In the meantime, assigning to the kernel for the crash. If you can reproduce the error, I'd remove 'rhgb quiet' from the boot parameters, and see if you can get actual output from the kernel.
(In reply to comment #4)
> In the meantime, assigning to the kernel for the crash. If you can reproduce
> the error, I'd remove 'rhgb quiet' from the boot parameters, and see if you can
> get actual output from the kernel.
No need to, this kernel bug is reported separately (see #470551). I reported this because the plymouth doesn't show that something has happened and keeps animating forever, which isn't good.
Unfortunately, there's not really a good mechanism for plymouth to detect 'stuck', if it's truly hanging forever.
rhgb used to revert to the detailed view if it hadn't detected some sort of activity in a certain period of time (and would go back to graphical if the user didn't interact).
yea, we had to disable that feature in rhgb. There's no timeout that's reasonable for all systems.
hmm, thinking about this more, we might be able to detect oopses... Probably won't be able to detect panics, but that should get solved by the kernel when it sends panics over the framebuffer.
*** Bug 470468 has been marked as a duplicate of this bug. ***
Okay, I'm just adding the info from the bug marked as a dupe of this one as they are considered related. The other bug is about crashing X and plymouth not reacting to it. When there's an error in the xorg.conf file, which forces the X to crash, the plymouth just keeps running, although the animations are stopped. I guess the plymouth should show some info about unsuccessful X start, maybe show the X output (the log) on the screen or something, but definitely not keep the plymouth screen as nothing happened. And I'm sure the X tried to start, cause there's a log created from the crash.
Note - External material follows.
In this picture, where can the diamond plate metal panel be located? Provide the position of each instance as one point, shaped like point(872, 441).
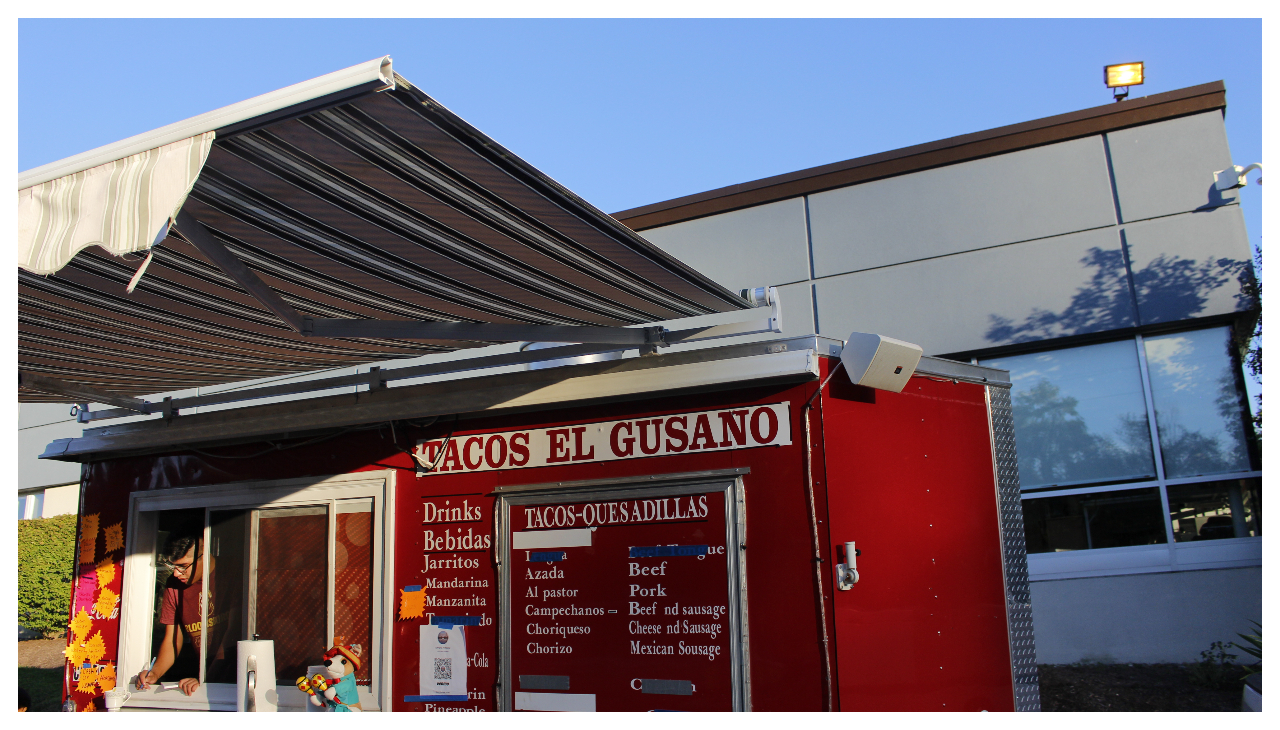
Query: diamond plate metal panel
point(1013, 537)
This bug appears to have been reported against 'rawhide' during the Fedora 10 development cycle.
Changing version to '10'.
More information and reason for this action is here:
Even non-errors are a problem.
When a file system check is neeed, on todays large drives it can take a very long time. When the normal <a minute boot starts to take 5 or 10 minutes, the assumption is that it is hung. There is no clue that there is something "normal" happening. Pressing the reset button results in the same behavior. Selecting another kernel version results in the same behavior, until one waits long enough for the check to complete, which might take a very long time on a partition that is a significant fraction of a terabyte.
Not only is some error notification needed, simply uncommon events need notification.
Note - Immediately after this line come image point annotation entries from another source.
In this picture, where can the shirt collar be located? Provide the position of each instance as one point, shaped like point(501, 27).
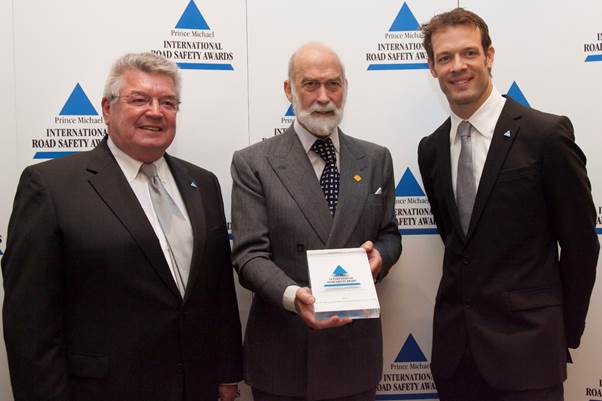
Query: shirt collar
point(131, 166)
point(484, 119)
point(307, 138)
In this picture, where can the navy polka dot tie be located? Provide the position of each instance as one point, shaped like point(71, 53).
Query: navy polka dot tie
point(329, 181)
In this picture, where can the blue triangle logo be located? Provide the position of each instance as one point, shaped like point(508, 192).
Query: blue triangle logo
point(410, 352)
point(290, 112)
point(405, 20)
point(192, 18)
point(78, 104)
point(339, 271)
point(515, 93)
point(408, 186)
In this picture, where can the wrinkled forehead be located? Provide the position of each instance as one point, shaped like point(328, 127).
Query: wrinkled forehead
point(317, 63)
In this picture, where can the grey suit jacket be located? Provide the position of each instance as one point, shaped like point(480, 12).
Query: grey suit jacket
point(279, 212)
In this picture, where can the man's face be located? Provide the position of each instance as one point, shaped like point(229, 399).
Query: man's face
point(143, 131)
point(318, 91)
point(462, 67)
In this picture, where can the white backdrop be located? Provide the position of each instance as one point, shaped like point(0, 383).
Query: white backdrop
point(50, 47)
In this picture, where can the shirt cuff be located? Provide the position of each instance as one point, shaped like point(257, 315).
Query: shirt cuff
point(288, 298)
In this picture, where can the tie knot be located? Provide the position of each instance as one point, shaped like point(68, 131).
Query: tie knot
point(149, 170)
point(464, 129)
point(325, 149)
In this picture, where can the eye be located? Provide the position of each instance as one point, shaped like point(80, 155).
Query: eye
point(138, 100)
point(333, 85)
point(443, 59)
point(311, 85)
This message is a reminder that Fedora 10 is nearing its end of life.
Approximately 30 (thirty) days from now Fedora will stop maintaining
and issuing updates for Fedora 10. It is Fedora's policy to close all
bug reports from releases that are no longer maintained. At that time
this bug will be closed as WONTFIX if it remains open with a Fedora
'version' of '10'.
Package Maintainer: If you wish for this bug to remain open because you
plan to fix it in a currently maintained version, simply change the 'version'
to a later Fedora version prior to Fedora 10's end of life.
Bug Reporter: Thank you for reporting this issue and we are sorry that
we may not be able to fix it before Fedora 10 is end of life. If you
would still like to see this bug fixed and are able to reproduce it
against a later version of Fedora please change the 'version' of this
bug to the applicable version. If you are unable to change the version,
please add a comment here and someone will do it for you.
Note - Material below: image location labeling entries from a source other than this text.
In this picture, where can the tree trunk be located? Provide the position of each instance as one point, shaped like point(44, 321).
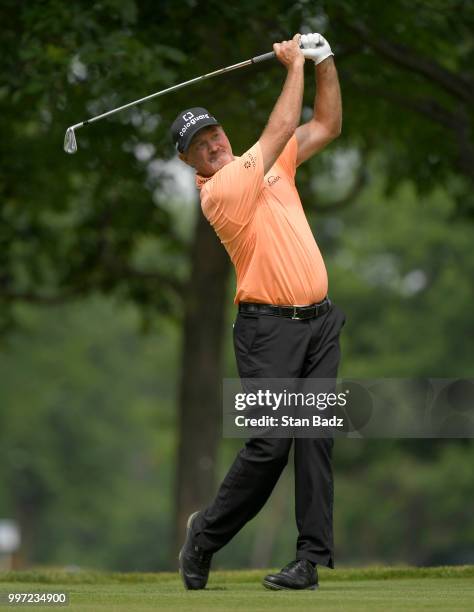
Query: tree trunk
point(200, 392)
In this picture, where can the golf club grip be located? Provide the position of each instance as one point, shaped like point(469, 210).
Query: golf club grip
point(264, 57)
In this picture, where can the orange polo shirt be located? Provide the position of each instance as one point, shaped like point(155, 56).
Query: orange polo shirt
point(261, 223)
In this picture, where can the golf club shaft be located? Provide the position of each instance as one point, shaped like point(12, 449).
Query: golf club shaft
point(254, 60)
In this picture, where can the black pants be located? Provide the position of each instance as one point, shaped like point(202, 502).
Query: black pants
point(276, 347)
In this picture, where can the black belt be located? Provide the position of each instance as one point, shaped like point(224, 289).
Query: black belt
point(291, 312)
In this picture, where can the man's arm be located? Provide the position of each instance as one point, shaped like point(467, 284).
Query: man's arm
point(287, 110)
point(326, 123)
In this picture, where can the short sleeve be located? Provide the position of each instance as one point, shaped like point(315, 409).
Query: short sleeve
point(287, 159)
point(232, 193)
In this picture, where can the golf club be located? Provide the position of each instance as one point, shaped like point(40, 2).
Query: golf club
point(70, 144)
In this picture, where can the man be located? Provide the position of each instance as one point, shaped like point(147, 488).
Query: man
point(286, 326)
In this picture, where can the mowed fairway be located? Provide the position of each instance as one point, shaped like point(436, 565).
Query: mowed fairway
point(443, 588)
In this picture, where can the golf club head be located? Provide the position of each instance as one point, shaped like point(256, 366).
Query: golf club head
point(70, 145)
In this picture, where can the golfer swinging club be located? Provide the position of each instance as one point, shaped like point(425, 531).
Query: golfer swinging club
point(286, 326)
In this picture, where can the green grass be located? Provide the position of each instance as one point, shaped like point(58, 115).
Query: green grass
point(375, 588)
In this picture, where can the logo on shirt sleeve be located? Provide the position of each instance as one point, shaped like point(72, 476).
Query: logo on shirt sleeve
point(250, 160)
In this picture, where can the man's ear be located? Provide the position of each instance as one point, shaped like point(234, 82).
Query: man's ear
point(184, 157)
Although we aim to fix as many bugs as possible during every release's
lifetime, sometimes those efforts are overtaken by events. Often a
more recent Fedora release includes newer upstream software that fixes
bugs or makes them obsolete.
The process we are following is described here:
Fedora 10 changed to end-of-life (EOL) status on 2009-12-17. Fedora 10 is
no longer maintained, which means that it will not receive any further
security or bug fix updates. As a result we are closing this bug.
If you can reproduce this bug against a currently maintained version of
Fedora please feel free to reopen this bug against that version.
Thank you for reporting this bug and we are sorry it could not be fixed.